Der Kooperationsverbund Jugendsozialarbeit, dem auch die BAG KJS angehört, hatte sich daher für die Einrichtung eines Bund-Länder-Programms Ausbildungsgarantie mit dem Konzept einer „Garantierten Ausbildung“ ausgesprochen. Die Schaffung eines neuen, inklusiven Ausbildungsangebotes einer „Garantierten Ausbildung“ hätte alle jungen Menschen eine Ausbildungschance offeriert, die auf der Suche nach einem Ausbildungsplatz erfolglos geblieben sind. Der Kooperationsverbund hatte vorgeschlagen, die „Garantierte Ausbildung“ als Bund-Länder-Programm umzusetzen und mit einer Kofinanzierungsklausel auszustatten, um Ländern und Kommunen eine konzeptionelle und auch finanzielle Mitgestaltung zu ermöglichen. Unter diesen Rahmenbedingungen hätten sowohl regional als auch landesrechtlich geregelte, vollzeitschulische Ausbildungen einbezogen werden können. In der „garantierten Ausbildung“ war eine pädagogische Begleitung durch Träger der Jugendsozialarbeit vorgesehen, die eng mit Ausbildungsbetrieben kooperieren und eine sukzessive Überführung der jungen Menschen in reguläre Ausbildung managen. Eine Win-Win-Situation für junge Menschen und Ausbildungsbetriebe gleichermaßen, wie sie auch in der Publikation Blickpunkt 2024 von IN VIA Deutschland beschrieben wird: Die jungen Menschen gehen ohne Warteschleifen in die Ausbildung und die Betriebe können aus einem Pool von Auszubildenden schöpfen.
Quelle: Es kommentierte Susanne Nowak, Bundesreferentin IN VIA Deutschland.

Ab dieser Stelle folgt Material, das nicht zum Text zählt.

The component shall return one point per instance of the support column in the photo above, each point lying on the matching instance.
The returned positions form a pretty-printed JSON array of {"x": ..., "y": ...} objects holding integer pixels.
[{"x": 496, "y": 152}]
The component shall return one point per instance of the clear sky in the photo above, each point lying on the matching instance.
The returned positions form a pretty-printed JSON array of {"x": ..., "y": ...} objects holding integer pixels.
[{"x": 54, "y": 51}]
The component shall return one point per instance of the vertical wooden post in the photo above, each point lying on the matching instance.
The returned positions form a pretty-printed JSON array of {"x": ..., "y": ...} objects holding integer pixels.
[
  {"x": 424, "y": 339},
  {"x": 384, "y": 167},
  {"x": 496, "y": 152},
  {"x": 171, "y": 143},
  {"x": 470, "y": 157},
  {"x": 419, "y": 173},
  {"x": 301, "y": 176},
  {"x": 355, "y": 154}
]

IN VIA ist Mitglied in der Bundesarbeitsgemeinschaft Katholische Jugendsozialarbeit (BAG KJS) e. V. und engagiert sich u. a. als eine von vier themenfeldverantwortlichen Organisationen im Bereich Jugendberufshilfe. Es handelt sich um eine persönliche Stellungnahme der Autor*in, die nicht die Meinung der Redaktion widerspiegeln muss.
[i] Ausbildungsgarantie – BMAS
[ii] Factsheet aus dem Projekt „Ausbildung garantiert?!“ Exklusionsrisiken junger Menschen am Übergang Schule – Beruf
[iii] Zwischenruf Ausbildungsgarantie (jugendsozialarbeit.de)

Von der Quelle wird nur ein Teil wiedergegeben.